CHARLESTON, S.C. (AP) — Dylann Roof was full of hate and "immense racial ignorance" when he slaughtered nine black worshippers during a Bible study last year at a Charleston church, a prosecutor said Thursday.
In his closing argument, assistant U.S. Attorney Nathan Williams mocked Roof for calling himself brave in his racist-filled journal and his confession to the FBI, saying the real bravery came from the victims who tried to stop him as he fired 77 bullets inside the Emanuel African Methodist Episcopal church.
"Those people couldn't see the hatred in his heart any more than they could see the .45-caliber handgun and the eight magazines concealed around his waist," Williams said.
Defense lawyer David Bruck again said in his closing argument that Roof killed the nine people. But he asked jurors to look into his head and see what caused him to become so full of hatred, calling him a suicidal loner who never grasped the gravity of what he did.
The defense put up no witnesses. They tried to present evidence about his mental state, but the judge ruled it didn't have anything to do with his guilt or innocence.
Roof is charged with 33 counts including federal hate crimes and obstruction of religion. Jurors were sent back to their room to begin deliberations about 1:15 p.m. EST.
A guilty verdict on almost any of the charges means the same jury will decide next month if Roof faces the death penalty or gets life in prison.
Williams' 50-minute closing argument filled the court with tension. At times, the prosecutor raised his voice, saying Roof was a cold, calculated killer. Some family members of victims dabbed their eyes with tissues, and jurors appeared emotional when Williams, after apologizing to them, showed crime scene photos of each person killed alongside a small picture of them while alive.
Those pictures included 26-year-old Tywanza Sanders, who was killed with his 87-year-old aunt Susie Jackson. Sanders was shot despite telling Roof they meant no harm.
Williams said Roof's message of racial hatred failed. Instead, he said the good of all of those faithful churchgoers won out.
"This defendant chose to take their lives. He chose to break their bodies. But he does not get to choose who they were," Williams said.
Roof said in his confession, a journal found in his car and a statement he posted online that he wanted his killings to lead to a return of segregation or perhaps a race war.
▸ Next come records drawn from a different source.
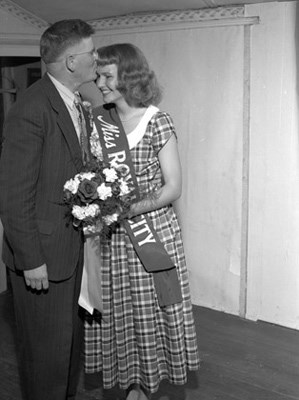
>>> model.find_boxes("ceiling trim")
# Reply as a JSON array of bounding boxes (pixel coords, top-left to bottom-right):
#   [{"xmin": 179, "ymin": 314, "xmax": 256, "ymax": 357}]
[
  {"xmin": 0, "ymin": 0, "xmax": 49, "ymax": 30},
  {"xmin": 89, "ymin": 6, "xmax": 245, "ymax": 32}
]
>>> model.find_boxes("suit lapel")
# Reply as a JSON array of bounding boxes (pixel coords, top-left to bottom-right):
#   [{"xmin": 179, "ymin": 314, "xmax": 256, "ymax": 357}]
[{"xmin": 42, "ymin": 74, "xmax": 83, "ymax": 172}]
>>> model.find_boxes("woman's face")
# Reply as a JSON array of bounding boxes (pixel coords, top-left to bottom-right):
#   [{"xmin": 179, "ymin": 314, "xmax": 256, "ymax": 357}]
[{"xmin": 96, "ymin": 64, "xmax": 123, "ymax": 104}]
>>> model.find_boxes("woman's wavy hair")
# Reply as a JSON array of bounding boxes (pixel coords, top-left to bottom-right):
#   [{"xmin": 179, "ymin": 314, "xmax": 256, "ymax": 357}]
[{"xmin": 97, "ymin": 43, "xmax": 162, "ymax": 107}]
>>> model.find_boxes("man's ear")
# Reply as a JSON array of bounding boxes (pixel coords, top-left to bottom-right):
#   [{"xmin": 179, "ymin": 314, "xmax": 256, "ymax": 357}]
[{"xmin": 65, "ymin": 56, "xmax": 75, "ymax": 72}]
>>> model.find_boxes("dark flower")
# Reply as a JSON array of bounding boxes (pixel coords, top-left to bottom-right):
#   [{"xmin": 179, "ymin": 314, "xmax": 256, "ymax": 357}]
[{"xmin": 78, "ymin": 179, "xmax": 98, "ymax": 203}]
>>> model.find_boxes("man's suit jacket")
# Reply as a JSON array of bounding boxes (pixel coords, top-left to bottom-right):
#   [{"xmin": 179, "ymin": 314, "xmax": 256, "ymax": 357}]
[{"xmin": 0, "ymin": 74, "xmax": 83, "ymax": 281}]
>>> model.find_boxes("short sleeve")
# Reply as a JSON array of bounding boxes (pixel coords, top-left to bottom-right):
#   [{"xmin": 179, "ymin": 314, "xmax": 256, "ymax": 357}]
[{"xmin": 151, "ymin": 112, "xmax": 177, "ymax": 153}]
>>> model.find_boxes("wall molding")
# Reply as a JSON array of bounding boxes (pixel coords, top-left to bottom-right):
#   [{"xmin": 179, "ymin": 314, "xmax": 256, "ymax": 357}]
[
  {"xmin": 0, "ymin": 0, "xmax": 258, "ymax": 52},
  {"xmin": 89, "ymin": 6, "xmax": 251, "ymax": 33},
  {"xmin": 0, "ymin": 0, "xmax": 49, "ymax": 30}
]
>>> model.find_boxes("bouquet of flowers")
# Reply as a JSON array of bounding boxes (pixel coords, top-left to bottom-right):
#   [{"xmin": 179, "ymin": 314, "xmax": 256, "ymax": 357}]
[{"xmin": 63, "ymin": 159, "xmax": 131, "ymax": 235}]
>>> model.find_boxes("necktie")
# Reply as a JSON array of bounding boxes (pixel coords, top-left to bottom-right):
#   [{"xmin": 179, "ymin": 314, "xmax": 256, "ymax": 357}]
[{"xmin": 75, "ymin": 96, "xmax": 90, "ymax": 165}]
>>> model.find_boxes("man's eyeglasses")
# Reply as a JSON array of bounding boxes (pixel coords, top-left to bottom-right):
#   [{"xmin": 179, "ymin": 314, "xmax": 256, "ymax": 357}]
[{"xmin": 68, "ymin": 48, "xmax": 98, "ymax": 58}]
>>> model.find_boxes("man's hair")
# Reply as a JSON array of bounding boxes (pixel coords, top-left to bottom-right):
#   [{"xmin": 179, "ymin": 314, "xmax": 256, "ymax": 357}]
[
  {"xmin": 40, "ymin": 19, "xmax": 94, "ymax": 64},
  {"xmin": 97, "ymin": 43, "xmax": 161, "ymax": 107}
]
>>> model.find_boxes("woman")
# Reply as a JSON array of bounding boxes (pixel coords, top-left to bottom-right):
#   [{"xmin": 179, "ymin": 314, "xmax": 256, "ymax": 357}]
[{"xmin": 86, "ymin": 43, "xmax": 199, "ymax": 400}]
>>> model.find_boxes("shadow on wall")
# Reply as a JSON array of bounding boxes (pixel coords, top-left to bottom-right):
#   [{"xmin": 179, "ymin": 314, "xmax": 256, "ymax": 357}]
[{"xmin": 295, "ymin": 1, "xmax": 299, "ymax": 97}]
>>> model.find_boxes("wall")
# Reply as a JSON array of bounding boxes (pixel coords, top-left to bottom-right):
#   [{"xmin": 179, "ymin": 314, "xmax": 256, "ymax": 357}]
[{"xmin": 246, "ymin": 2, "xmax": 299, "ymax": 329}]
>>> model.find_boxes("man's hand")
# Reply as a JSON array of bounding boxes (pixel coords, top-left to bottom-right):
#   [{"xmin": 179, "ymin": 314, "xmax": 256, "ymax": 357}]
[{"xmin": 24, "ymin": 264, "xmax": 49, "ymax": 290}]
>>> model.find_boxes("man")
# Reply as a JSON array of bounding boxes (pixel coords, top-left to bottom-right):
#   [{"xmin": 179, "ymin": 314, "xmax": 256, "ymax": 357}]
[{"xmin": 0, "ymin": 20, "xmax": 97, "ymax": 400}]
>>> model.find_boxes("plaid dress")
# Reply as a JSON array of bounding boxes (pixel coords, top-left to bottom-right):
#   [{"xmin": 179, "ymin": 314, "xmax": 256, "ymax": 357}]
[{"xmin": 85, "ymin": 111, "xmax": 199, "ymax": 392}]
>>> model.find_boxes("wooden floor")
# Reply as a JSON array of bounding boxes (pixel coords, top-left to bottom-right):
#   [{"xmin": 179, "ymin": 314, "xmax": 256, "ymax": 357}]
[{"xmin": 0, "ymin": 291, "xmax": 299, "ymax": 400}]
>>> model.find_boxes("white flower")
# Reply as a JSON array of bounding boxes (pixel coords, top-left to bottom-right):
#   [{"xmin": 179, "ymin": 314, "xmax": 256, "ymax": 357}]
[
  {"xmin": 103, "ymin": 168, "xmax": 117, "ymax": 182},
  {"xmin": 103, "ymin": 213, "xmax": 119, "ymax": 225},
  {"xmin": 97, "ymin": 183, "xmax": 112, "ymax": 200},
  {"xmin": 120, "ymin": 179, "xmax": 130, "ymax": 196},
  {"xmin": 63, "ymin": 175, "xmax": 80, "ymax": 194},
  {"xmin": 72, "ymin": 205, "xmax": 85, "ymax": 221},
  {"xmin": 76, "ymin": 172, "xmax": 96, "ymax": 181},
  {"xmin": 84, "ymin": 204, "xmax": 100, "ymax": 218},
  {"xmin": 82, "ymin": 100, "xmax": 91, "ymax": 111}
]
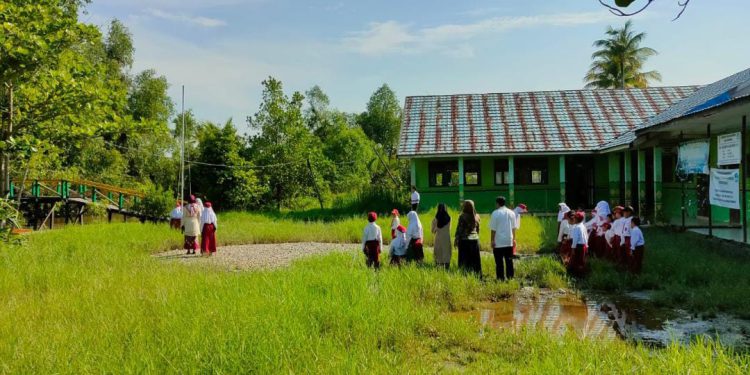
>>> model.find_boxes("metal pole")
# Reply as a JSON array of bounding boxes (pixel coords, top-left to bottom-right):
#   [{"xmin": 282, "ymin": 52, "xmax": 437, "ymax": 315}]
[
  {"xmin": 179, "ymin": 85, "xmax": 185, "ymax": 206},
  {"xmin": 706, "ymin": 124, "xmax": 714, "ymax": 238},
  {"xmin": 740, "ymin": 116, "xmax": 747, "ymax": 243},
  {"xmin": 677, "ymin": 132, "xmax": 687, "ymax": 231}
]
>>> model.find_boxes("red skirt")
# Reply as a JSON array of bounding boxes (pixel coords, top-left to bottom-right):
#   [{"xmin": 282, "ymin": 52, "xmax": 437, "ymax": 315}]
[{"xmin": 201, "ymin": 224, "xmax": 216, "ymax": 254}]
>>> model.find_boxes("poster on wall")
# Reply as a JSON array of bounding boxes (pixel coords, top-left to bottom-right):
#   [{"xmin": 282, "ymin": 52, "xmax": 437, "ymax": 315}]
[
  {"xmin": 677, "ymin": 140, "xmax": 708, "ymax": 174},
  {"xmin": 708, "ymin": 169, "xmax": 740, "ymax": 210},
  {"xmin": 718, "ymin": 133, "xmax": 742, "ymax": 166}
]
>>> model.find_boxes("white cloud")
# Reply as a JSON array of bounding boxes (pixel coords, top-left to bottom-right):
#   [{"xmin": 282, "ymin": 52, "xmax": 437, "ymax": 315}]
[
  {"xmin": 344, "ymin": 12, "xmax": 611, "ymax": 57},
  {"xmin": 146, "ymin": 8, "xmax": 227, "ymax": 27}
]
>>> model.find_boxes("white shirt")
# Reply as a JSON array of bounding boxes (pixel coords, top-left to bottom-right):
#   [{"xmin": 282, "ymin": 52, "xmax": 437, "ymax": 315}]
[
  {"xmin": 630, "ymin": 227, "xmax": 646, "ymax": 250},
  {"xmin": 169, "ymin": 207, "xmax": 182, "ymax": 219},
  {"xmin": 490, "ymin": 207, "xmax": 516, "ymax": 248},
  {"xmin": 362, "ymin": 222, "xmax": 383, "ymax": 248},
  {"xmin": 557, "ymin": 220, "xmax": 570, "ymax": 242},
  {"xmin": 411, "ymin": 190, "xmax": 419, "ymax": 204},
  {"xmin": 391, "ymin": 231, "xmax": 408, "ymax": 257},
  {"xmin": 570, "ymin": 223, "xmax": 589, "ymax": 249}
]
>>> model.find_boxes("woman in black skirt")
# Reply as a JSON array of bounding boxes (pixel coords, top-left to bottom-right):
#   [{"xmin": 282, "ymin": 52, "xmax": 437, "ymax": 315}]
[{"xmin": 455, "ymin": 200, "xmax": 482, "ymax": 278}]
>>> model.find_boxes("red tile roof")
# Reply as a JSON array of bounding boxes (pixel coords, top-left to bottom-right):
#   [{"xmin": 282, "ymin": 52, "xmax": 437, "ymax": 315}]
[{"xmin": 398, "ymin": 86, "xmax": 699, "ymax": 157}]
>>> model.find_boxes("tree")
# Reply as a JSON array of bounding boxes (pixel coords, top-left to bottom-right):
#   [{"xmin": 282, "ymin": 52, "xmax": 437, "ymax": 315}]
[
  {"xmin": 191, "ymin": 120, "xmax": 263, "ymax": 209},
  {"xmin": 584, "ymin": 21, "xmax": 661, "ymax": 89},
  {"xmin": 359, "ymin": 84, "xmax": 401, "ymax": 156},
  {"xmin": 248, "ymin": 77, "xmax": 326, "ymax": 208}
]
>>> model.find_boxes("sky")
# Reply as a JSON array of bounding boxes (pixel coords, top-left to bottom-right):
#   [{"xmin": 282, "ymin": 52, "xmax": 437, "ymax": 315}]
[{"xmin": 82, "ymin": 0, "xmax": 750, "ymax": 130}]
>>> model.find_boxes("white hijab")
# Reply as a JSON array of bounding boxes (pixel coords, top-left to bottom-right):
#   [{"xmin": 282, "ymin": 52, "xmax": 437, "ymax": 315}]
[
  {"xmin": 406, "ymin": 211, "xmax": 424, "ymax": 239},
  {"xmin": 201, "ymin": 207, "xmax": 218, "ymax": 227},
  {"xmin": 596, "ymin": 201, "xmax": 612, "ymax": 218},
  {"xmin": 557, "ymin": 203, "xmax": 570, "ymax": 223}
]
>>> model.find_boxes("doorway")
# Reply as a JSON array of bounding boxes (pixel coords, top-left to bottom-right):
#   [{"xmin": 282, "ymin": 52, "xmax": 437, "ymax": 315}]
[{"xmin": 565, "ymin": 156, "xmax": 594, "ymax": 209}]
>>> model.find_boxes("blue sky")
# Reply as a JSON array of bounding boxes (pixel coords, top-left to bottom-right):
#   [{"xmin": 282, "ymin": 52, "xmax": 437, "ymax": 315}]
[{"xmin": 82, "ymin": 0, "xmax": 750, "ymax": 130}]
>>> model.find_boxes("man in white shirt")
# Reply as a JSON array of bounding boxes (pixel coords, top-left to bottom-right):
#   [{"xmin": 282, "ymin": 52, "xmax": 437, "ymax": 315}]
[
  {"xmin": 490, "ymin": 197, "xmax": 516, "ymax": 281},
  {"xmin": 411, "ymin": 185, "xmax": 419, "ymax": 212},
  {"xmin": 362, "ymin": 212, "xmax": 383, "ymax": 269}
]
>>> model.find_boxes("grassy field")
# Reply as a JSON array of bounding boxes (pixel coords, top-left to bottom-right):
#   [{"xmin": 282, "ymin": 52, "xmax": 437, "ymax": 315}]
[
  {"xmin": 0, "ymin": 217, "xmax": 750, "ymax": 374},
  {"xmin": 218, "ymin": 210, "xmax": 557, "ymax": 254},
  {"xmin": 584, "ymin": 228, "xmax": 750, "ymax": 319}
]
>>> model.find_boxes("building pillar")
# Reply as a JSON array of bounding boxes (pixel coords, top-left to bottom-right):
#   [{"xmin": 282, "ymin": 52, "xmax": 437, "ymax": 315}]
[
  {"xmin": 508, "ymin": 156, "xmax": 516, "ymax": 206},
  {"xmin": 638, "ymin": 150, "xmax": 646, "ymax": 216},
  {"xmin": 560, "ymin": 155, "xmax": 565, "ymax": 207},
  {"xmin": 654, "ymin": 146, "xmax": 663, "ymax": 221},
  {"xmin": 607, "ymin": 153, "xmax": 622, "ymax": 206},
  {"xmin": 409, "ymin": 159, "xmax": 417, "ymax": 186},
  {"xmin": 458, "ymin": 158, "xmax": 464, "ymax": 203},
  {"xmin": 622, "ymin": 151, "xmax": 633, "ymax": 206}
]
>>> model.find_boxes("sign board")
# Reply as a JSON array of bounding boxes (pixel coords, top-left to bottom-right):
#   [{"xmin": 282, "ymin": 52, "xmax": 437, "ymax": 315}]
[
  {"xmin": 708, "ymin": 169, "xmax": 740, "ymax": 210},
  {"xmin": 718, "ymin": 133, "xmax": 742, "ymax": 165},
  {"xmin": 677, "ymin": 140, "xmax": 708, "ymax": 174}
]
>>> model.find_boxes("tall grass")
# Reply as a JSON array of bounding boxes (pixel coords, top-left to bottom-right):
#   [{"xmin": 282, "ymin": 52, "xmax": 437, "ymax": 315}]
[
  {"xmin": 0, "ymin": 223, "xmax": 750, "ymax": 374},
  {"xmin": 584, "ymin": 228, "xmax": 750, "ymax": 318},
  {"xmin": 217, "ymin": 210, "xmax": 557, "ymax": 254}
]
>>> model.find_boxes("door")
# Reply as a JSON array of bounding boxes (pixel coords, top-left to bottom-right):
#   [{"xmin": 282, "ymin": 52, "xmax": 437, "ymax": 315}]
[{"xmin": 565, "ymin": 156, "xmax": 594, "ymax": 209}]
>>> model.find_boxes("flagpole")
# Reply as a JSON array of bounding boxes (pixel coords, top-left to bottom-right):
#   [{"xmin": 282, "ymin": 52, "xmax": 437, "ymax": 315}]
[{"xmin": 180, "ymin": 85, "xmax": 185, "ymax": 203}]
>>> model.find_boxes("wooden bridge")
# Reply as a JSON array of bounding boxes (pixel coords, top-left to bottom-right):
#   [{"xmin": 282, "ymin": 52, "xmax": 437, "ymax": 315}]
[{"xmin": 8, "ymin": 179, "xmax": 166, "ymax": 230}]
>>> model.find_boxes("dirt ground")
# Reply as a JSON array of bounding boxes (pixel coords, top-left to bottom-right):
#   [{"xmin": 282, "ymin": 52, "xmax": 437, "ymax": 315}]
[{"xmin": 154, "ymin": 243, "xmax": 360, "ymax": 270}]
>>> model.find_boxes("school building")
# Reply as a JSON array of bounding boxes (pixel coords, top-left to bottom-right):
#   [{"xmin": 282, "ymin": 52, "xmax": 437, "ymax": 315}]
[{"xmin": 398, "ymin": 69, "xmax": 750, "ymax": 241}]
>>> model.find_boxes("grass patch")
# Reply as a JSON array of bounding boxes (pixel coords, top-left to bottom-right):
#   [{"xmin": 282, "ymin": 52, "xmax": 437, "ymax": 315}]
[
  {"xmin": 0, "ymin": 223, "xmax": 749, "ymax": 373},
  {"xmin": 583, "ymin": 228, "xmax": 750, "ymax": 319}
]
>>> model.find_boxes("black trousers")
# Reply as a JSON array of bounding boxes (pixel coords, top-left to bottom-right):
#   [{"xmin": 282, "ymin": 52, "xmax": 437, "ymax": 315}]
[
  {"xmin": 492, "ymin": 246, "xmax": 515, "ymax": 280},
  {"xmin": 458, "ymin": 240, "xmax": 482, "ymax": 278}
]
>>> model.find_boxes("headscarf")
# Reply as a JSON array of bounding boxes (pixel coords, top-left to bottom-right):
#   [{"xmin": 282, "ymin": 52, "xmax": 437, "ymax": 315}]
[
  {"xmin": 435, "ymin": 203, "xmax": 451, "ymax": 228},
  {"xmin": 557, "ymin": 203, "xmax": 570, "ymax": 223},
  {"xmin": 461, "ymin": 199, "xmax": 478, "ymax": 228},
  {"xmin": 201, "ymin": 202, "xmax": 216, "ymax": 227},
  {"xmin": 596, "ymin": 201, "xmax": 612, "ymax": 217},
  {"xmin": 406, "ymin": 211, "xmax": 424, "ymax": 238}
]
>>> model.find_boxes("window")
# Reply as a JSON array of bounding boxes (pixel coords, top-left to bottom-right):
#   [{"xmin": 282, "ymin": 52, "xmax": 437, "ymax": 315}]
[
  {"xmin": 428, "ymin": 161, "xmax": 458, "ymax": 187},
  {"xmin": 464, "ymin": 160, "xmax": 482, "ymax": 186},
  {"xmin": 514, "ymin": 158, "xmax": 549, "ymax": 185},
  {"xmin": 495, "ymin": 159, "xmax": 510, "ymax": 185}
]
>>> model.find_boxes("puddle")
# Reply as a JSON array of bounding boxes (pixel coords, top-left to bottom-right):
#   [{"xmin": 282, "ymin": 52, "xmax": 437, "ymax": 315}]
[{"xmin": 455, "ymin": 290, "xmax": 750, "ymax": 350}]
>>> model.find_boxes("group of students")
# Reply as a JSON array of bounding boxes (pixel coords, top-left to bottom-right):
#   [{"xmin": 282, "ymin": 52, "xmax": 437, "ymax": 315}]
[
  {"xmin": 170, "ymin": 195, "xmax": 218, "ymax": 256},
  {"xmin": 557, "ymin": 201, "xmax": 646, "ymax": 275},
  {"xmin": 362, "ymin": 197, "xmax": 528, "ymax": 280}
]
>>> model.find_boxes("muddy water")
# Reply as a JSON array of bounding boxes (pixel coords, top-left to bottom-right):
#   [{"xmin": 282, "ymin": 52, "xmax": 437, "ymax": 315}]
[{"xmin": 456, "ymin": 290, "xmax": 750, "ymax": 350}]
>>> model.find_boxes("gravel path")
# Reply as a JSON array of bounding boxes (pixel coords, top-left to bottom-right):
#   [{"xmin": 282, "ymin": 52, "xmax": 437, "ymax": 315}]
[{"xmin": 154, "ymin": 243, "xmax": 359, "ymax": 270}]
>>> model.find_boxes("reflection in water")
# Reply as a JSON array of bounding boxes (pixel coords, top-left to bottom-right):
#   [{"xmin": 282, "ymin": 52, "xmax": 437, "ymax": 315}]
[{"xmin": 457, "ymin": 292, "xmax": 750, "ymax": 349}]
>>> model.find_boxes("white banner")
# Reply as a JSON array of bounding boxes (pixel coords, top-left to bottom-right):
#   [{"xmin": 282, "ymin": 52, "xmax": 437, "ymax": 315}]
[
  {"xmin": 677, "ymin": 140, "xmax": 708, "ymax": 174},
  {"xmin": 718, "ymin": 133, "xmax": 742, "ymax": 165},
  {"xmin": 708, "ymin": 168, "xmax": 740, "ymax": 210}
]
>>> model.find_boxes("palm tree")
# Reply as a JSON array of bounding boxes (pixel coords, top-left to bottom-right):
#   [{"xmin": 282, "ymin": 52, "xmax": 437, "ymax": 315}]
[{"xmin": 584, "ymin": 21, "xmax": 661, "ymax": 89}]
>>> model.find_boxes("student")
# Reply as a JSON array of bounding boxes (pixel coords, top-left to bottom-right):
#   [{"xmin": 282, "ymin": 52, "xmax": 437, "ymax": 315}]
[
  {"xmin": 391, "ymin": 208, "xmax": 401, "ymax": 239},
  {"xmin": 182, "ymin": 195, "xmax": 201, "ymax": 254},
  {"xmin": 513, "ymin": 203, "xmax": 529, "ymax": 256},
  {"xmin": 455, "ymin": 200, "xmax": 482, "ymax": 278},
  {"xmin": 169, "ymin": 202, "xmax": 182, "ymax": 230},
  {"xmin": 411, "ymin": 185, "xmax": 419, "ymax": 212},
  {"xmin": 568, "ymin": 211, "xmax": 589, "ymax": 276},
  {"xmin": 201, "ymin": 202, "xmax": 218, "ymax": 256},
  {"xmin": 362, "ymin": 212, "xmax": 383, "ymax": 269},
  {"xmin": 630, "ymin": 217, "xmax": 646, "ymax": 275},
  {"xmin": 620, "ymin": 206, "xmax": 633, "ymax": 268},
  {"xmin": 490, "ymin": 197, "xmax": 516, "ymax": 281},
  {"xmin": 558, "ymin": 211, "xmax": 575, "ymax": 267},
  {"xmin": 406, "ymin": 211, "xmax": 424, "ymax": 263},
  {"xmin": 610, "ymin": 206, "xmax": 625, "ymax": 263},
  {"xmin": 390, "ymin": 225, "xmax": 408, "ymax": 266},
  {"xmin": 431, "ymin": 203, "xmax": 453, "ymax": 270}
]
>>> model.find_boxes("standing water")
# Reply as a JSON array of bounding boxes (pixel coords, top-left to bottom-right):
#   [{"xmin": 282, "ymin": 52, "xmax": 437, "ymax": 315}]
[{"xmin": 456, "ymin": 289, "xmax": 750, "ymax": 350}]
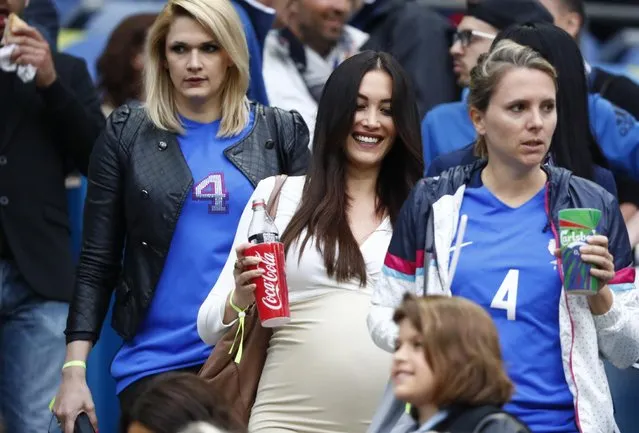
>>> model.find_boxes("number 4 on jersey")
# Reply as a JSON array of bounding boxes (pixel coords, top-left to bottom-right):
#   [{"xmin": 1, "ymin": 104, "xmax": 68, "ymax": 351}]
[
  {"xmin": 193, "ymin": 173, "xmax": 229, "ymax": 213},
  {"xmin": 490, "ymin": 269, "xmax": 519, "ymax": 320}
]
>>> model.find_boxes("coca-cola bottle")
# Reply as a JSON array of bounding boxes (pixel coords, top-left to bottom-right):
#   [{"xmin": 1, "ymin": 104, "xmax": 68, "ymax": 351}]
[{"xmin": 248, "ymin": 198, "xmax": 280, "ymax": 244}]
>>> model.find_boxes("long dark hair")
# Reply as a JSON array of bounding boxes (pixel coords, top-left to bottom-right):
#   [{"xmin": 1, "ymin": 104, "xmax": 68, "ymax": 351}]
[
  {"xmin": 282, "ymin": 51, "xmax": 424, "ymax": 286},
  {"xmin": 120, "ymin": 372, "xmax": 246, "ymax": 433},
  {"xmin": 491, "ymin": 23, "xmax": 607, "ymax": 180},
  {"xmin": 96, "ymin": 14, "xmax": 157, "ymax": 107}
]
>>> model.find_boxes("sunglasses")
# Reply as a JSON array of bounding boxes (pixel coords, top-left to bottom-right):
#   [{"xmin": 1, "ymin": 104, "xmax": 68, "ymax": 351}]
[{"xmin": 453, "ymin": 30, "xmax": 496, "ymax": 48}]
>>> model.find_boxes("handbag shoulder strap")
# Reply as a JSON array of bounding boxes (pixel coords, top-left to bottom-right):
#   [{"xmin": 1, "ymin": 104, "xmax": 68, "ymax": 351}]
[{"xmin": 266, "ymin": 174, "xmax": 288, "ymax": 221}]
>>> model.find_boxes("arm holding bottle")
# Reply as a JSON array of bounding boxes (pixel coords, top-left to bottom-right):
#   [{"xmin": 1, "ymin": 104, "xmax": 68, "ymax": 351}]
[{"xmin": 197, "ymin": 177, "xmax": 275, "ymax": 345}]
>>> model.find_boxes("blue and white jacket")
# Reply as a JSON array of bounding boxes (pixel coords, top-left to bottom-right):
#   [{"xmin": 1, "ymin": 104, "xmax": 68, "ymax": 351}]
[{"xmin": 367, "ymin": 161, "xmax": 639, "ymax": 433}]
Instead, the single biggest change to come from the June 17, 2015, killings was the removal of the Confederate flag from in front of the South Carolina Statehouse after it spent 50 years flying over the capitol or on its grounds.
Williams recounted other evidence, like how Roof sat in the Emanuel AME parking lot for 28 minutes in his car, likely loading the 88 bullets — a number embraced symbolically by racists — into eight magazines. The 22-year-old white man then sat in the prayer service for nearly 45 minutes before opening fire as the worshippers closed their eyes for the final prayer.
In the defense's closing argument, Bruck said Roof was just imitating what he saw on the internet.
Roof's mental problems led him to accept all the racist lies he read as truth, and give his life to "a fight to the death between white people and black people that only he" could see and act on, Bruck said.
Prosecutors successfully objected several times to Bruck's arguments about Roof's mental health. U.S. District Judge Richard Gergel has ruled that is only permissible in the penalty phase, and Roof has said he intends to get rid of Bruck and be his own lawyer again during that part of the trial.
Prosecutors got a chance to respond to Bruck's closing, and assistant U.S. attorney Stephen Curran pointed out Roof was responsible for his own actions no matter the reason he turned into a hate-filled killer.
"He walked into the church with murder in his heart," Curran said. "That's why, when they closed in prayer, he shot them dead."
Roof never had any regrets, sticking to his assertion that the killings had to happen after he researched "black on white crime" on the internet. He said he chose a church because that setting posed little danger to him.
Also placed into evidence were dozens of photographs of Roof — a strange travelogue of him alone at South Carolina sites important to the Civil War or African-American history. There also were photos of him holding the Confederate flag.